The Correlation Coefficient, r
As indicated earlier, the strength of the linear association between two variables is mathematically measured with the so-call Correlation Coefficient. At times, it is also called the Pearson product-moment correlation coefficient, after Karl Pearson, who is credited with formulating r.
Mathematically, the correlation coefficient, \(r\), is calculated with the following equation:
\[\begin{equation} r = \frac{cov (XY)}{Sx * Sy} \end{equation}\]
Basically, the correlation coefficient, \(r\),is the Covariance divided by the multiplication of the standard deviation of the data in X and the standard deviation of the data in Y.
If you think about this equation, the covariance is the product of the differences in X and Y. While the standard deviations are independently the differences in X and the differences in Y. So, in practical terms, the correlation coefficient is an standardized metric. It will never be smaller than -1 or larger than 1.

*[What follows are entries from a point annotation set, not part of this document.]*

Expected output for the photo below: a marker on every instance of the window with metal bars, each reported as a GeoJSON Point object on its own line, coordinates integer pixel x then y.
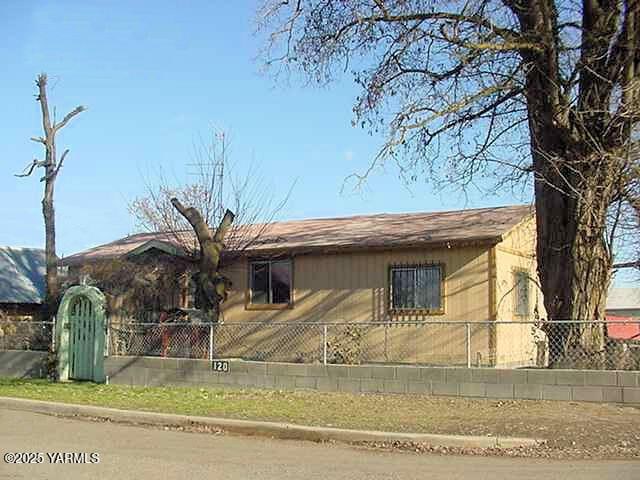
{"type": "Point", "coordinates": [522, 304]}
{"type": "Point", "coordinates": [417, 287]}
{"type": "Point", "coordinates": [270, 282]}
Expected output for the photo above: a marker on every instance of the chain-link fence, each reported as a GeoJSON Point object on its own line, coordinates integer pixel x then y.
{"type": "Point", "coordinates": [614, 344]}
{"type": "Point", "coordinates": [584, 345]}
{"type": "Point", "coordinates": [25, 335]}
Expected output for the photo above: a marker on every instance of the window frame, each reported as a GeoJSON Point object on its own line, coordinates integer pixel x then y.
{"type": "Point", "coordinates": [517, 272]}
{"type": "Point", "coordinates": [249, 291]}
{"type": "Point", "coordinates": [420, 310]}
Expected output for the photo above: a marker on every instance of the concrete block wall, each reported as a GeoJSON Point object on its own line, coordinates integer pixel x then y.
{"type": "Point", "coordinates": [23, 364]}
{"type": "Point", "coordinates": [563, 385]}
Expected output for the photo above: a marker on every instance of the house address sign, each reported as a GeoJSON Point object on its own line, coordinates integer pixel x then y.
{"type": "Point", "coordinates": [220, 366]}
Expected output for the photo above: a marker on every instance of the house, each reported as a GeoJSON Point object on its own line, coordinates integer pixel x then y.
{"type": "Point", "coordinates": [624, 302]}
{"type": "Point", "coordinates": [623, 313]}
{"type": "Point", "coordinates": [22, 281]}
{"type": "Point", "coordinates": [439, 268]}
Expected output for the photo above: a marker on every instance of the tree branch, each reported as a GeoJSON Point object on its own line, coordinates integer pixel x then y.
{"type": "Point", "coordinates": [68, 117]}
{"type": "Point", "coordinates": [30, 168]}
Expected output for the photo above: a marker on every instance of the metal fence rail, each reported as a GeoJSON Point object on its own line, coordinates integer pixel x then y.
{"type": "Point", "coordinates": [25, 335]}
{"type": "Point", "coordinates": [504, 344]}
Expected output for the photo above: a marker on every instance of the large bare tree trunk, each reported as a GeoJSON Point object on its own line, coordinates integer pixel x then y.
{"type": "Point", "coordinates": [211, 283]}
{"type": "Point", "coordinates": [51, 166]}
{"type": "Point", "coordinates": [574, 263]}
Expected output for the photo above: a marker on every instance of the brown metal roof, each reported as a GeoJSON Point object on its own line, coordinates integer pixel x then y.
{"type": "Point", "coordinates": [382, 231]}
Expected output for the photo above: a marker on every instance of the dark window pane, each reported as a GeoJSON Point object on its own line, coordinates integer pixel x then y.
{"type": "Point", "coordinates": [260, 283]}
{"type": "Point", "coordinates": [522, 292]}
{"type": "Point", "coordinates": [403, 281]}
{"type": "Point", "coordinates": [281, 281]}
{"type": "Point", "coordinates": [428, 287]}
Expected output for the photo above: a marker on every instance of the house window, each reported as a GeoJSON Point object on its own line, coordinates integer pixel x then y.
{"type": "Point", "coordinates": [417, 287]}
{"type": "Point", "coordinates": [521, 289]}
{"type": "Point", "coordinates": [270, 282]}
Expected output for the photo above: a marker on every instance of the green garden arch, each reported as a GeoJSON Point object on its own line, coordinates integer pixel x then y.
{"type": "Point", "coordinates": [80, 334]}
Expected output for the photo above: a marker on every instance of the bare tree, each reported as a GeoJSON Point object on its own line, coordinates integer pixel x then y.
{"type": "Point", "coordinates": [199, 216]}
{"type": "Point", "coordinates": [494, 89]}
{"type": "Point", "coordinates": [51, 165]}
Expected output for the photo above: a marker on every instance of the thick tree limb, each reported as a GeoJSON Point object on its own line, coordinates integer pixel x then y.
{"type": "Point", "coordinates": [29, 168]}
{"type": "Point", "coordinates": [68, 117]}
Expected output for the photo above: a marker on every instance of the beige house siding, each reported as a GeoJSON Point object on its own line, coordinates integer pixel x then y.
{"type": "Point", "coordinates": [516, 343]}
{"type": "Point", "coordinates": [354, 287]}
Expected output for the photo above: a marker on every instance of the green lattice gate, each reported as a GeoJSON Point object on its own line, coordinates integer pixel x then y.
{"type": "Point", "coordinates": [80, 334]}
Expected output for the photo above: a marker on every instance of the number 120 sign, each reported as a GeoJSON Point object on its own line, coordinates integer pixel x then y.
{"type": "Point", "coordinates": [220, 366]}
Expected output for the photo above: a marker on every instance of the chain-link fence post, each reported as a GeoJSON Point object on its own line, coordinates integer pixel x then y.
{"type": "Point", "coordinates": [468, 330]}
{"type": "Point", "coordinates": [324, 344]}
{"type": "Point", "coordinates": [210, 341]}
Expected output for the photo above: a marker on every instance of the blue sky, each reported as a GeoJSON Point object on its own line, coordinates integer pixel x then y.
{"type": "Point", "coordinates": [155, 76]}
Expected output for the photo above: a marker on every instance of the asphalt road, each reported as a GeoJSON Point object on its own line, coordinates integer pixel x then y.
{"type": "Point", "coordinates": [136, 452]}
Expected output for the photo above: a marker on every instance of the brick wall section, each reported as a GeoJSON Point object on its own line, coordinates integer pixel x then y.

That is why the correlation coefficient is such a nice term to access the tendency between two variables. If it is closer to -1 then you know the data probably follow a strong and negative trend. If it is close to 1, then the data follow a positive and strong trend. If it is closer to zero, then the data are all over the place (there is not correlation). Towards the end of the chapter, we will learn more about how to interpret the correlation coefficient.
Lets calculate it,
COVXY= cov(StudyingTimes$Score,StudyingTimes$Hours_Studying, use = "everything", method = "pearson") #Covariance
SDX= sd(StudyingTimes$Hours_Studying) #Standard deviation for X
SDY= sd(StudyingTimes$Score) #Standard deviation for Y
r=COVXY/(SDX*SDY)
r
## [1] 0.9817004
So the coefficient of correlation between the time that you study and the score in my class is 0.98. That means the more time you study the higher your gradeā¦nice, ah???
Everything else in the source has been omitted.